Spectrum instability and greybody factor stability for parabolic approximation of Regge-Wheeler potential

TL;DR

This paper studies the stability of quasinormal mode spectra and greybody factors for Schwarzschild black holes by approximating the Regge-Wheeler potential with a piecewise parabolic form, revealing sensitivities and resonances.

Contribution

It introduces a novel piecewise parabolic approximation of the Regge-Wheeler potential and analyzes its impact on QNM spectra and greybody factors, including resonance features.

Findings

QNM spectra are sensitive to small perturbations.

Greybody factors remain stable under the approximation.

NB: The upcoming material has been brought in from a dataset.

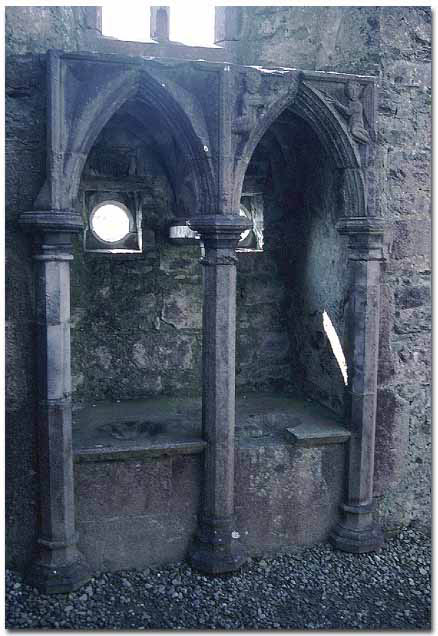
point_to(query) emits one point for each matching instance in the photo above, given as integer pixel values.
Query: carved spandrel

Resonance features appear in the reflection coefficient at high frequencies.

Abstract

We investigate the stability of QNM spectra and greybody factors in the Schwarzschild black hole by approximating the Regge-Wheeler potential with a piecewise parabolic form and treating the deviation as a perturbation. We find that QNM spectra are sensitive to small perturbations, while greybody factors remain stable. This piecewise parabolic approximated potential gives rise to the long-lived modes whose imaginary parts remain close to zero and decrease slowly with overtone number increasing. The reflection coefficient shows distinct resonance feature in the high-frequency regime that are absent in the original R-W case. For the calculation of greybody factors, we employ an analytic method based on transfer matrix technique, and this approach can also be effectively used in other effective potential cases.